Certainly greed interfered at this point. Sin always effects blindness, and blindness impairs prudence. That is why it is incumbent upon us to develop prudence as fully as we can. Consider the following. Suppose I’m going to be greedy, regardless. I look at the housing situation in two ways. Either I can simply focus on the short term and try to earn as much money as quickly as I can with the riskiest practices, or I can focus on the long term. In that situation, prudence suggests that I take less risk because ultimately I’ll earn more money with high probability. In other words, while greed can blind prudence, prudence in turn can temper greed.
Therefore a generous heart can simply assert that our public officials and the chief executives were imprudent in their choices to offer sub-prime loans. But even then, they call judgment down on themselves, because they, more than anyone else, should have had the knowledge required to act prudently to ensure that our crisis did not occur.
This does not mean that others don’t share a portion of the blame themselves. It is currently unfashionable to blame anyone who actually took out the loans. Consider how Governor Sarah Palin in one breath said that those people were not to blame while also stressing the importance of responsibility. To attribute blame to the unfortunates who are defaulting on their loans is simply not a political move.
However, we find again that among those who took out loans, prudence was lacking. Sometime back, I sat down with my wife to figure out just how expensive a house we could buy and still be under budget. Eventually we concluded that, based upon our stipends as graduate students, we could just afford a house of around $120,000. Here’s the catch: if anything went wrong, we would be overstretched on our budget, and if that continued for any amount of time, we would be unable to keep making payments.

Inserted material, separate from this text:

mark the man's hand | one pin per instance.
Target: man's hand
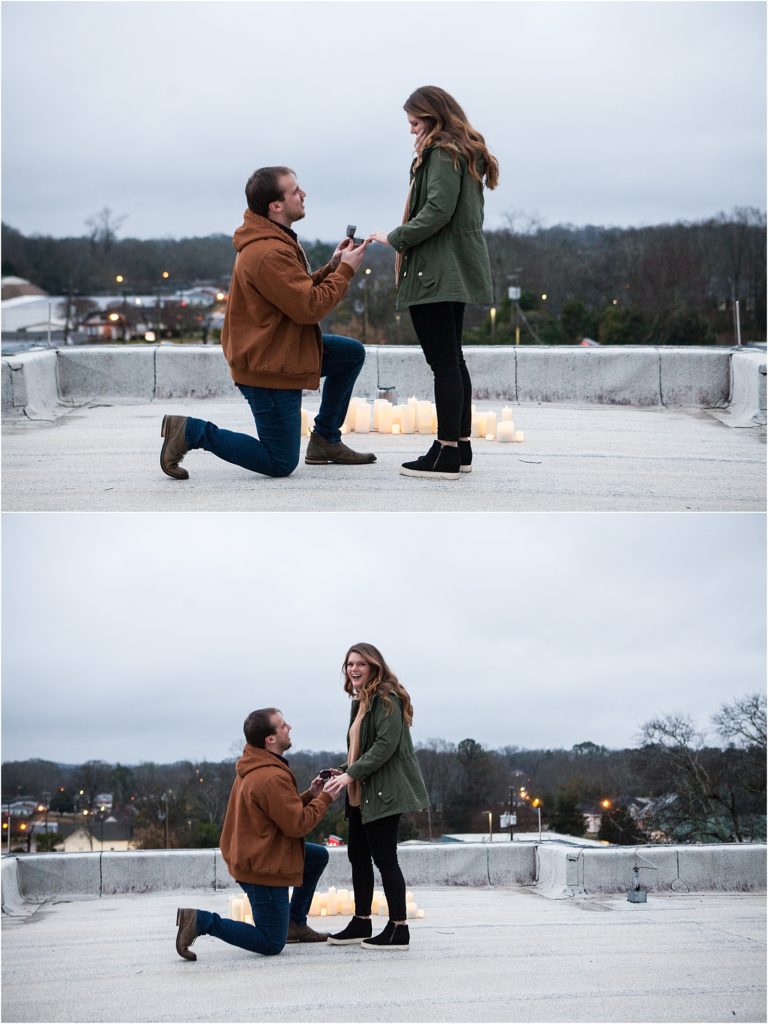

Those who looked at the sub-prime loans, figuring they could at last own a house because their payments would fall just barely within their budgets, acted imprudently. As Sara and I noted, there needs to be a cushion there in case an accident happens, or someone falls ill. If rising gas prices force you over the limit, you should probably stick to the cheaper apartment.
There’s a flip side to all of this. While we need to act prudently and not spend recklessly or take out loans we can’t pay back, or give loans to people who won’t be able to pay us back, or force companies to take huge risks in an attempt get people their own homes, we also need to be aware that we can utilize prudence sinfully. Rather, we can disguise greed as prudence. For example, if we have plenty of money, we can justify hoarded our wealth by claiming that we’re acting prudently, saving against a disaster.
Consider my dreams, the ones that require me to spend millions of dollars. I would love to accomplish something like that, true, but consider the caveat. I would need to have millions of dollars to spare in order to set up a scholarship fund or convert a community college into a four-year institute. The converse is, if I don’t have millions of dollars lying around, then I won’t be able to help anyone. That is simply not true.
I could, instead of buying myself books or computer software, spend a few dollars each week to help a family in need. It isn’t a lot, true, but then, I don’t have much to work with at the moment. But the thing is, a large number of people making small contributions can have an enormous effect. That’s why we have government taxes and such things as health insurance. That’s why we have many people paying into funds that help only a few. The important thing, though, is to know what can and cannot be done; to know what effects will arise from our actions; to not let social injustices lead us into making rash and dangerous actions.
We need prudence. The higher we rise in life, and the greater the impact we can have on the lives of others, the more we need that virtue.